The name of the community was established by the Nova Scotia Railway (NSR) in 1858 after a railway junction was located between Second and Third Lakes, north of the Bedford Basin. This junction was where the line from Halifax split into lines to Truro and Windsor. Another railway line was built from Dartmouth to Windsor Junction in 1896.

The NSR and its railway stations were primarily built by Irish and German settlers in the area. With Nova Scotia's entry into Confederation in 1867, ownership of the NSR passed from the provincial government to the federal government, which folded it into the Intercolonial Railway (ICR). The line to Windsor was leased in 1871 to the Windsor & Annapolis Railway, which became part of the Dominion Atlantic Railway (DAR) in 1894. The ICR built the railway line from Windsor Junction to Dartmouth in 1896 and the ICR became part of Canadian Government Railways in 1915, which was then folded into the Canadian National Railways (CNR) in 1918. In 1912 the DAR was purchased by Canadian Pacific Railway (CPR).

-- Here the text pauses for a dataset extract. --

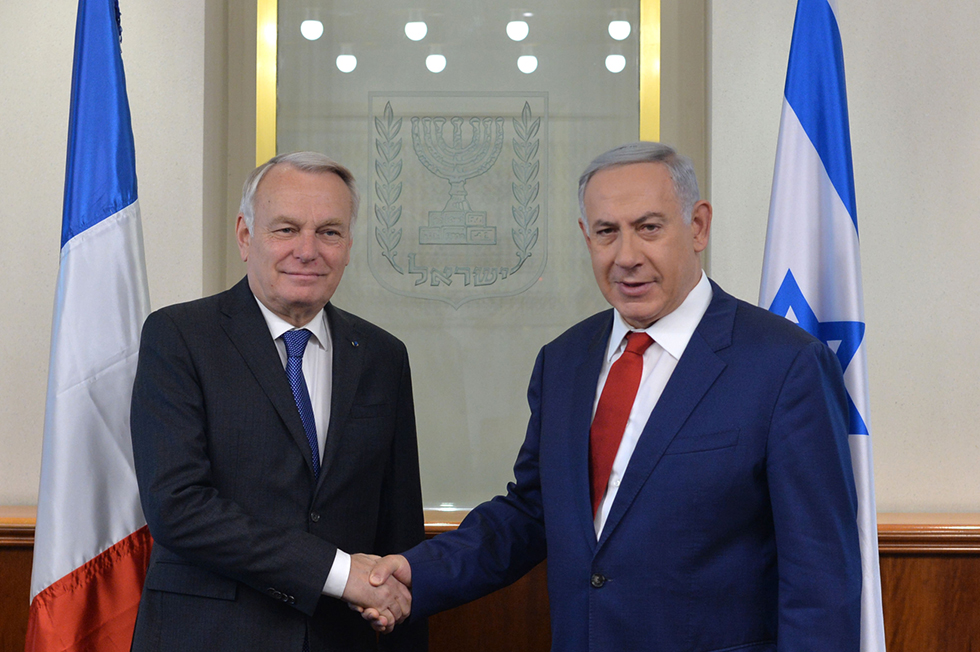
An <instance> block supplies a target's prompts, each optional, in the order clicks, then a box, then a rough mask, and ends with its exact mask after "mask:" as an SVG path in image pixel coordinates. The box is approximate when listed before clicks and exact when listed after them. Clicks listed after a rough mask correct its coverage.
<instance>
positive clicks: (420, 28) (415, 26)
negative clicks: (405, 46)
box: [405, 20, 429, 41]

Windsor Junction was served by two stations in its history, the first built in 1857, which included a saloon. It was replaced in 1882 by an Intercolonial Railway style station, noted for its station gardens, which was staffed until 1978 and then demolished in 1984.

In 1994, CPR sold the DAR and the line from Windsor Junction to Windsor became part of the Windsor and Hantsport Railway (WHR). CN's mainline from Halifax-Truro and its branch from Windsor Junction to Dartmouth are still used by 8 to 10 freight trains daily, while the WHR used the line from Windsor Junction to Windsor on a less-frequent schedule, until about 2012 when it closed. The CN mainline at Windsor Junction still carries heavy freight service, mostly container trains, while Via Rail's Ocean passenger service passes through the community 6 days per week.